Во всех помещениях затрещали звонки, по местному радио дежурный сообщил, что наступило время ужина.

12

Второй этаж. Возле палаты № 37 небольшая группа людей в белых халатах. По возбужденному разговору и нервным выкрикам одного человека можно было предположить, что обсуждается какое-то весьма неприятное происшествие. Организаторы пьесы, направлявшиеся на первый этаж в столовую, остановились на лестнице, так как их проходу мешали два человека — главный врач больницы Сергей Петрович и медбрат, крупный мужчина с мясистым лицом и заметным брюшком. Главврач держал медбрата за отвороты белого халата и со злостью тряс его так, что казалось, крупная голова медбрата сейчас оторвется от туловища. Между тем медбрат ухитрялся вытирать вспотевшее лицо носовым платком.

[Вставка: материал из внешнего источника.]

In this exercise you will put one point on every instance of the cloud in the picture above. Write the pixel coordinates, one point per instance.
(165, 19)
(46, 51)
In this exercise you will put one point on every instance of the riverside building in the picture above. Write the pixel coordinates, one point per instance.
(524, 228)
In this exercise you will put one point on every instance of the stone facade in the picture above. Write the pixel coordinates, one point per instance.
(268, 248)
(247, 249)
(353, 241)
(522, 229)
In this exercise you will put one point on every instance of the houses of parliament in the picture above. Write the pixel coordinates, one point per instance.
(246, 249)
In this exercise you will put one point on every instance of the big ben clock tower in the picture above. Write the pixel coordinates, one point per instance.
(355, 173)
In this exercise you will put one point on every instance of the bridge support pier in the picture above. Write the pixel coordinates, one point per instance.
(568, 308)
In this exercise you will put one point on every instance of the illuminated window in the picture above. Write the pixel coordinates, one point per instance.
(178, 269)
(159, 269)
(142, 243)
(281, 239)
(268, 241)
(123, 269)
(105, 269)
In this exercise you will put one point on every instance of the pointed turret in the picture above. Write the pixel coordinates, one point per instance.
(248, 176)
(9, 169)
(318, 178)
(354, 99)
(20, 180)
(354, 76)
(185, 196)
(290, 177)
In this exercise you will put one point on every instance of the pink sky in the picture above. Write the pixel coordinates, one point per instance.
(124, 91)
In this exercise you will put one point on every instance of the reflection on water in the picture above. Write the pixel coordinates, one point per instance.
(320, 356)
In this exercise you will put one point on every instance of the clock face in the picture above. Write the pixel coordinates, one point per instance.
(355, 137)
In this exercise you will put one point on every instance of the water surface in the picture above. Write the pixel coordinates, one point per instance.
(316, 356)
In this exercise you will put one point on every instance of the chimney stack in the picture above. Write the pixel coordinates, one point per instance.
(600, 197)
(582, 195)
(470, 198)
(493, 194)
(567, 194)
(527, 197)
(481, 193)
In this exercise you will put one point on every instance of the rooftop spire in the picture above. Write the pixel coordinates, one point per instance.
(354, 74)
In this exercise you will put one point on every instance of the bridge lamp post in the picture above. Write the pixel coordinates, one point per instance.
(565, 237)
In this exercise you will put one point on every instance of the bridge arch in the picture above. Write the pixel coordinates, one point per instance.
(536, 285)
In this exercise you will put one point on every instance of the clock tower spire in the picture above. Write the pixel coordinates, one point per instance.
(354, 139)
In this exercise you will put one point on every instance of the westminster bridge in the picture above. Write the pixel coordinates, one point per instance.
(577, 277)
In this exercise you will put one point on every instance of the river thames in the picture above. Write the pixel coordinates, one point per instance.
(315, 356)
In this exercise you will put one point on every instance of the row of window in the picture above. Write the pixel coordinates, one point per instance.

— Фима, куда ты смотрел?! — вопрошал главный врач. — Выгоню к чертовой матери. Ты знаешь, от кого этот больной?! Это брат жены самого губернатора. Третий день, как он поступил к нам, и уже летальный исход. Что я скажу губернатору? Я тебя спрашиваю: что я скажу губернатору? Я обещал Харитону Федоровичу выздоровление его протеже, а в результате — полное фиаско. Фима, ты меня зарезал!

— Сергей Петрович, но я ни в чем не виноват, — стал оправдываться медбрат. — В палате все было тихо. — Когда я увидел, что из-под двери вытекает кровь, то сразу вбежал в палату, но было поздно. Угрюмый уже был мертв. Возле вскрытой вены на его руке валялся окровавленный осколок стекла. Пульса у него не было. Выходит, кровью истек. Похоже на самоубийство. Я тут же позвонил вам.

— Какой еще Угрюмый? — напрягся главный врач.

— Ну, так погибший и есть Угрюмый, — пояснил Фима. — Придурки такое ему прозвище дали. А у второго в этой палате прозвище Император Веси Руси. Вы его знаете. Он здесь уже пять месяцев. Император — Народный артист России. Работал в столичном театре. На его голову свалилась плохо закрепленная декорация. После этого он и тронулся рассудком. Его курирует сам Министр культуры.

— Что ты мне рассказываешь печальную историю Императора, — оборвал главврач, — я лучше тебя знаю, кто он такой, какая производственная травма с ним приключилась и что сам министр иногда интересуется состоянием его здоровья. Ты мне скажи, больше никого в этой четырехместной палате не было?

— Нет, они были вдвоем — Угрюмый и Император.